Proteins made of amino acids that are chained together by peptide bonds. There are 20 essential and nonessential amino acids necessary to animals. Animals require them as a source of the essential and non-essential amino acids.
The essential amino acids are those that an organism cannot synthesize on its own from scratch and they must be provided in the various diets. They include histidine, isoleucine, leucine, lysine, methionine, phenylalanine, threonine, tryptophan and valine
They are essential to all animals. Some of the roles they play include the following:
- They make up DNA and enzymes
- Many hormones including progesterone and insulin are proteins
- They have an essential role in most cell functions
- They help in cellular repair, rebuilding and new tissue growth
- They are an integral part of the body structures cartilage, keratin, muscle, skin, and so on.
- They are a source of energy
How much protein do rabbits require
Bunny's crude protein requirement is estimated to be 12% to 21% dry matter during their different growing and life stages or depending on the specific breed. They also need a lower quality protein since unlike humans, their cecum can produce bacterial cells as a protein in cecotropes.
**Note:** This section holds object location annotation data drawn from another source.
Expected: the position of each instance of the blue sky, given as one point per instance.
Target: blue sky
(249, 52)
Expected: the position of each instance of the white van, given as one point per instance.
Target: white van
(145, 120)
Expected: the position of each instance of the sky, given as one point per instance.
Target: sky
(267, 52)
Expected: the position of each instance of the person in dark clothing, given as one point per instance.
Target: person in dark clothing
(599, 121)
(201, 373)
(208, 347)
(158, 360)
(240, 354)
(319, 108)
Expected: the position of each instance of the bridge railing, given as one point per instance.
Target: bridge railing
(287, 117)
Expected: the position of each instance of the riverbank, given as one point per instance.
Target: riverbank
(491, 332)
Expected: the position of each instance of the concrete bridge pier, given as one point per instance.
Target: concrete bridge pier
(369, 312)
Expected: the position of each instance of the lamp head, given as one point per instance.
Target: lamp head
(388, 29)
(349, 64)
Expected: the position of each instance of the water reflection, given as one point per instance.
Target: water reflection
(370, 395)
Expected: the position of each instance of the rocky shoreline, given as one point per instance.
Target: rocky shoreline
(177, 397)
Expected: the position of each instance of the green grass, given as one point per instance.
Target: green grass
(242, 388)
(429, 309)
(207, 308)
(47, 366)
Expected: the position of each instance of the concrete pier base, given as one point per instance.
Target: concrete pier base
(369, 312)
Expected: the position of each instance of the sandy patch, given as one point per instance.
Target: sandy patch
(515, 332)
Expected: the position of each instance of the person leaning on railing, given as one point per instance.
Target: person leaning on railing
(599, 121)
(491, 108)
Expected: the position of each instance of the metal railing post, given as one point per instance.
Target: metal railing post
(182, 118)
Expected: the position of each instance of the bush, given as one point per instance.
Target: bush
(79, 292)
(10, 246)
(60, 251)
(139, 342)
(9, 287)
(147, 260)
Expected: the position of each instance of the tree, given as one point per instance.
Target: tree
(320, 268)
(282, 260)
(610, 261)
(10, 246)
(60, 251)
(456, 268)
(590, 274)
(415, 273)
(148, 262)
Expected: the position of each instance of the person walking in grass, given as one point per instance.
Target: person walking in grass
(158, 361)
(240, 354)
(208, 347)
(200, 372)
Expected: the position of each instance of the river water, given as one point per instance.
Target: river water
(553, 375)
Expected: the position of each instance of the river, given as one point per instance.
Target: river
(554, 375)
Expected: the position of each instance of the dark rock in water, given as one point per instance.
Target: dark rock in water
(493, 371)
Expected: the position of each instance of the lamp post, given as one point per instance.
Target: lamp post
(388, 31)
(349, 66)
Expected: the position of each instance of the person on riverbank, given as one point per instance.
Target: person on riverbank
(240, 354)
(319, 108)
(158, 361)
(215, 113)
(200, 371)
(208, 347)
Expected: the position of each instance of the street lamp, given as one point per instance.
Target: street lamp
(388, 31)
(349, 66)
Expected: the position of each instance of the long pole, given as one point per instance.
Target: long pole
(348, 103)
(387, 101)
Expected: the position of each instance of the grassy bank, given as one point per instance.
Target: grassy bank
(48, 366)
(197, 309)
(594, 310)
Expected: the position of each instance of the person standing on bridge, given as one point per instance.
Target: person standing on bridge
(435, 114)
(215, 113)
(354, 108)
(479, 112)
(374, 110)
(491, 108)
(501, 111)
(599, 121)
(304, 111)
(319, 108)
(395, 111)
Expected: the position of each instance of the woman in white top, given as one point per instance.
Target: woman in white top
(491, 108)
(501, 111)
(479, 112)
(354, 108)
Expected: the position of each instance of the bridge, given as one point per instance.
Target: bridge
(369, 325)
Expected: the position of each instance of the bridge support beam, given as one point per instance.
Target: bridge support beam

For instance, Lucille Moore recommends that during lactation they will require 18 -21% dry matter crude protein and pregnant does about 16-20%. Young growing ones will require 12-14% while pets will require 12-16% dry matter. If you have rabbits with long hair such as the angora rabbits or giant ones such as the giant chinchillas, checkered giants and Flemish giants, their requirement is going to be 17-20%.
Another source puts the crude protein requirement between 12 and 18 dry matter (DM) with lactating and gestation rabbits requiring 18% DM. Growing ones need 15 or 16%, pet rabbits 12-16%, and the maintenance needs 13% DM.
This should give you a hint on the amounts you should five your furry friend. Note that as we are about to see, excessive might be harmful.
It is worthwhile to note that the rabbit’s protein digestibility reduces as they grow. The slowing can be attributed to an increase in feed intake as weaning commences. The amount they get in feeds and caecotrophs is enough to meet their daily needs of this vital nutrient.
Risks of excessive proteins in rabbit’s diets
Giving your bunnies too much of this nutrient is detrimental as it will increase urea and urine production, reduce gastrointestinal motility, strain your furry friend’s kidney and liver as well as alter the pH and microflora in the cecum.
Whereas excess is terrible, dietary protein deficiency will be associated with several problems. There will be restricted absorption of some micronutrients, slow and poor tissue regeneration, fur texture and thickness changes, as well as a reduced ability to remove metabolites.
Specifically, methionine deficiency will make urine to be more concentrated, cause muscle degeneration, paralysis, or even death while lysine deficiency is associated with reduced growth and weight loss.
high protein rabbit food
Some of the sources of proteins for rabbits include pellets and hay especially legume and alfalfa hay. If your bunnies need hight protein diets, consider making Viking Farmer Alfalfa Hay for Rabbits & Small Pets or Rabbit Hole Hay Ultra Premium, Hand Packed Alfalfa part of their diet.
Furthermore, proteins are found in small quantities of in the fresh foods that rabbits eat such as leafy greens, non-leafy greens, hay, and so on.
Do not forget the fact that whereas this nutrient is essential, it should not be given in large quantities. Also, rabbits do not depend on sources from animals and animal products. This means that bunnies should not be given meat and other animal products.